The movement is spearheaded by prominent politicians of the Linke, the far-left party of Germany – Oskar Lafontaine and Sarah Wagenknecht – while the latter has assumed a more vocal role of representing it.
Wagenknecht has stated that “Aufstehen” wants to improve democratic conditions in Germany, advance the interest of those who see themselves ignored by established politics, improve economic conditions and oppose right-wing politics.
Wagenknecht proposes that the rise of the populist-right party AFD (Alternative for Germany) over recent years in Germany is not solely to be explained by anti-immigrant animus in the population. While the frustration with the German immigration policies of recent years is palpable everywhere in the country, Wagenknecht argues that the root of dissent is rather based in rising social and economic ills, such as unemployment and rising rents.

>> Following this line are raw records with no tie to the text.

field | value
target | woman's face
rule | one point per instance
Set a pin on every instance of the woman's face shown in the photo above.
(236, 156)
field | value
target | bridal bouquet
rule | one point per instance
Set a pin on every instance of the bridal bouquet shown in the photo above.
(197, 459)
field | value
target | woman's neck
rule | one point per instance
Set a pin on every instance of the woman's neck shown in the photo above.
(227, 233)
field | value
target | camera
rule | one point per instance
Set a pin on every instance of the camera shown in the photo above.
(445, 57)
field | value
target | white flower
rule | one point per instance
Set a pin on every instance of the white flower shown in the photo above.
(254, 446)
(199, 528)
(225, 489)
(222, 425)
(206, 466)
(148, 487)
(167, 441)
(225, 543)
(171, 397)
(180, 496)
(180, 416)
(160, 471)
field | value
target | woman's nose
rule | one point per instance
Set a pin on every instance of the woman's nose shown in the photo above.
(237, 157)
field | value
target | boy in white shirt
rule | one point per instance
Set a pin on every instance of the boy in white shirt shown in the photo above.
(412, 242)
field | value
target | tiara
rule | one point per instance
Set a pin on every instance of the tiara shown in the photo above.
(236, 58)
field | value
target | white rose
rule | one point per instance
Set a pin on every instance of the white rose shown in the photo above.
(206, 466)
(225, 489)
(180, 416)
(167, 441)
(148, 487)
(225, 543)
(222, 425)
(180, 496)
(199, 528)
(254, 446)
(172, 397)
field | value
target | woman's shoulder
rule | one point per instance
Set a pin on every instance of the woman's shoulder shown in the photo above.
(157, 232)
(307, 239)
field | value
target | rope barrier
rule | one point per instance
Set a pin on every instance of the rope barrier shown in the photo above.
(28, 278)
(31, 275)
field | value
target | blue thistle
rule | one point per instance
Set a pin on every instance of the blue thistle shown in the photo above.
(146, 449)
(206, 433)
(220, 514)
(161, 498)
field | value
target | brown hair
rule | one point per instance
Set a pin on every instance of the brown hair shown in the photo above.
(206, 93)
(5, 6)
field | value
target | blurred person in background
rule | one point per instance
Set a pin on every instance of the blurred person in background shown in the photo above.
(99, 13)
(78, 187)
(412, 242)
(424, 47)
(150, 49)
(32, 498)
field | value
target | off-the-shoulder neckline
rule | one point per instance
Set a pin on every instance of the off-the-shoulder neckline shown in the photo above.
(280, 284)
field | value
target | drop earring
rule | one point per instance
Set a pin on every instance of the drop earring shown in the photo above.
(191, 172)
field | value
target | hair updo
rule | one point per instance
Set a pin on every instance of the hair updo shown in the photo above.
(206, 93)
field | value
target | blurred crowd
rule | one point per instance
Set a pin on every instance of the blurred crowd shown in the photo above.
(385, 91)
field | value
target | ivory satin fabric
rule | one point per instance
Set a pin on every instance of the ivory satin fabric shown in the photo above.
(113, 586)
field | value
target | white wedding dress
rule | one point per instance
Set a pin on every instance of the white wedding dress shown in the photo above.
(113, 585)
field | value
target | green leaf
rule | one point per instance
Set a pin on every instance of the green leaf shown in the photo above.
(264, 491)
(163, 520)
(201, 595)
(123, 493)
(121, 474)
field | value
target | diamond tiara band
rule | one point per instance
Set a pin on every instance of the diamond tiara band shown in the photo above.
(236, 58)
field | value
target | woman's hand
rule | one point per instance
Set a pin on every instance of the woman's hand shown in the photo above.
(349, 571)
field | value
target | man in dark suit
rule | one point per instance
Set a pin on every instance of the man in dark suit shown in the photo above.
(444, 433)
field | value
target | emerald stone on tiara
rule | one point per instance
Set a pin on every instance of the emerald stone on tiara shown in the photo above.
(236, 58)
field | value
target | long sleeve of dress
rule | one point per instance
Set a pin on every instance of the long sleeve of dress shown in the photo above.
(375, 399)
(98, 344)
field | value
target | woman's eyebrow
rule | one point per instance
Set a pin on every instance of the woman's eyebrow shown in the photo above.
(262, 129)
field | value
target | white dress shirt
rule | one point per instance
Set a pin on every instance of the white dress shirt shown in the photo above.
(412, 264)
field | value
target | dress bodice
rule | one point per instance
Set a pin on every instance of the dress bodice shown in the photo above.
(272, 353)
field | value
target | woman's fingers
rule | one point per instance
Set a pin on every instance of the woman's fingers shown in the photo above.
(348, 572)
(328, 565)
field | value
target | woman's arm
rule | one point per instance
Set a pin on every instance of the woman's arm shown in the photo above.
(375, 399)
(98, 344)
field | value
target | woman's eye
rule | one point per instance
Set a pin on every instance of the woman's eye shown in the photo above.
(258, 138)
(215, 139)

The success of the AFD, as well as the large-scale protests against the immigration policies of Chancellor Merkel, revealed that there was indeed a large strata of German society that felt their needs to be ignored by the political elites in Berlin.

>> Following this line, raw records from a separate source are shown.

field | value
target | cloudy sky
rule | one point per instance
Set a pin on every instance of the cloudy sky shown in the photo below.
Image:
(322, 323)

The AFD tapped into the frustration of voters by explicitly positioning themselves as an alternative to mainstream politics, both in name and in party position.
Hence, Wagenknecht concludes that tackling social issues like unemployment would resolve grievances that are currently fueling the rise of the populist-right in the country.
This analysis appears sensible yet it is questionable whether the general sense of disgruntlement against the mainstream political parties in Germany is really caused by economic malaise. The unemployment rate in Germany has been steadily declining since 2010 and is one of the lowest in Europe at 3.5% in 2018.
Nevertheless, the left-wing initiative “Aufstehen” is confident it will be able to win back right-wing AFD voters by broadening the available spectrum for protest-voting and offering another alternative to disgruntled citizens.
In an interview with RT Deutsch (The German subsidiary of Russian state television broadcaster RT), Linke politician and “Aufstehen” member Sevim Dagdelen stated that immigration had hit lower-income households hard due to increased competition for jobs, living space, and attention of the welfare institutions.
The potential political proximity of far-right and far-left positions thus becomes ever more apparent. Wagenknecht and Lafontaine are generally known for their economic isolationist tendencies and thus their movement does not shy away from making it explicit that they consider more restrictive immigration policies to be required. Yet, this sharply contrasts with the official position of the Linke which just recently reasserted its support for open borders.
While “Aufstehen” aims to be a movement that unifies the German Left, it will likely not receive much support from the Social Democratic Party (SPD). Oskar Lafontaine was the one who founded the far-left Linke in 2005 after himself leaving the SPD – thus arguably reducing the vote share of the SPD in the following election. As a result, many in the SPD believe that Lafontaine is thus responsible for the election of Merkel and the resulting loss of political control for left-wing parties.
At this stage, the movement has not been able to find much support from the established political parties of Germany. Even members of Wagenknecht’s and Lafontaine’s own party (Linke) have expressed their skepticism. It thus remains to be seen whether “Aufstehen” will rise to have significant influence in German politics or will soon be forgotten.